Is Big Money Killing Snowboarding?

by The Editors on April 25, 2010

Olympians Obama 0421Time Magazine asks the age old action sports question: Is Snowboarding Getting Spoiled by Big Money, and Big Risks? Writer Christina Crapanzano then dives into the now cliché story of Shaun White vs. Kevin Pearce. It’s the over-simplified story of one snowboarder who risks everything learning a new trick and goes on to become a huge celebrity and the other who took the same risk and ended up in the hospital with a traumatic brain injury.

As the money and risks rise, the loss for snowboarding could be the very things that draw so many to the sport — its accessibility, esprit de corps and sheer pleasure. “I really believe that it will never lose that — it can’t lose that primarily because snowboarding is really fun,” Rice says. “That’s the base of it. It’s as simple as that.”

We have to agree with Travis. Forget all the Olympic hoopla, the media, the big dollar sponsorship and go hike a hill. It’s still fun. And they can never take that away. Not even in the pages of Time Magazine.

[Link: Time.com]

Apeli April 25, 2010 at 10:14 pm

It wasn’t the big money that pushed Pierce to doing the doubles, it was the progression of the sport. Every single snowboarder wants to get better and when you’re good enough, learning new tricks get riskier.

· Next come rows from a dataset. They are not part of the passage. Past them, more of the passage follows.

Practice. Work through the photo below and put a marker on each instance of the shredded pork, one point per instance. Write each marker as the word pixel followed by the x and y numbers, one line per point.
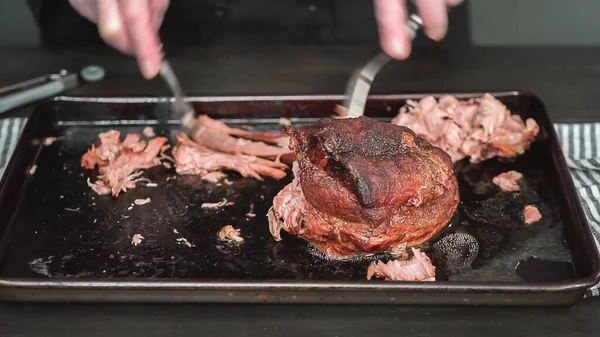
pixel 228 233
pixel 508 181
pixel 193 158
pixel 478 128
pixel 120 163
pixel 418 268
pixel 531 214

duh April 26, 2010 at 11:22 am

The Pierce family isn’t exactly broke… i don’t think money is the motivator. It’s a reward for hard work.

Kevin could have just as easily gotton the same injury doing a 15′ frontside air in an icy Vermont pipe.

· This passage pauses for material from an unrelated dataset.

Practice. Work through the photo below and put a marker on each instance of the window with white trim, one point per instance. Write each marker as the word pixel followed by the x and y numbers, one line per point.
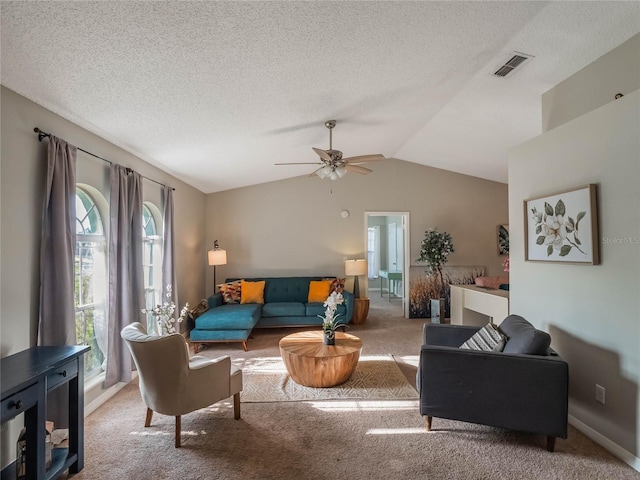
pixel 90 282
pixel 152 261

Edd21 April 27, 2010 at 7:43 am

I agree, the factor is not money, it’s progression. To me therer is 2 way to progress :
– do more, like spin to win, bigger air, more step stairs, higher bomb drop
– do different, like shred, unusual places to ride, hiking, natural terrain, Tweak, alley oop, contraray grabs, smoothness

I’m a Big fan of Pipe, and I don’t really enjoy a run full of double, even when I admit that there is something missing in a run without it. And the famous Double BigMac (twist) is pretty uggly to see.

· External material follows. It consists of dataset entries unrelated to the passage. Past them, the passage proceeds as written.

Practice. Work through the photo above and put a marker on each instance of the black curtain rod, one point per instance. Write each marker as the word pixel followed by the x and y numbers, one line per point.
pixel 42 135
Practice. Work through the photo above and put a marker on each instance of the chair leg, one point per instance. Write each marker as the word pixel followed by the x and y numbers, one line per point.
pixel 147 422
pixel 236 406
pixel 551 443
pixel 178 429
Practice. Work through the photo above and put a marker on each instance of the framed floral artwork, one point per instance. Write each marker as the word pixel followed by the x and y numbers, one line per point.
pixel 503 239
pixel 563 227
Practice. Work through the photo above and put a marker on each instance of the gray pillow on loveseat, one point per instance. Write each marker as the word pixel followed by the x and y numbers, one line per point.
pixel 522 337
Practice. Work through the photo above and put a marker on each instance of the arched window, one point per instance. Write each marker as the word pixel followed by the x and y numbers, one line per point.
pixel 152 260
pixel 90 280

It seems to be human to always going further, faster, stronger….somethinger. When just looking what you have, stepping aside and creating new things (tricks, trips, attitudes) is tributed to “hardcore” and “deviant” people.
It reminds me the current ecological thinking, stop growing, start economise and think

Edd

industry April 29, 2010 at 1:11 pm

This is not about the dough it is about the progression.

Tardzinger April 30, 2010 at 8:56 am

I don’t know, I still have fun snowboarding so I’d have to say no it not ruined.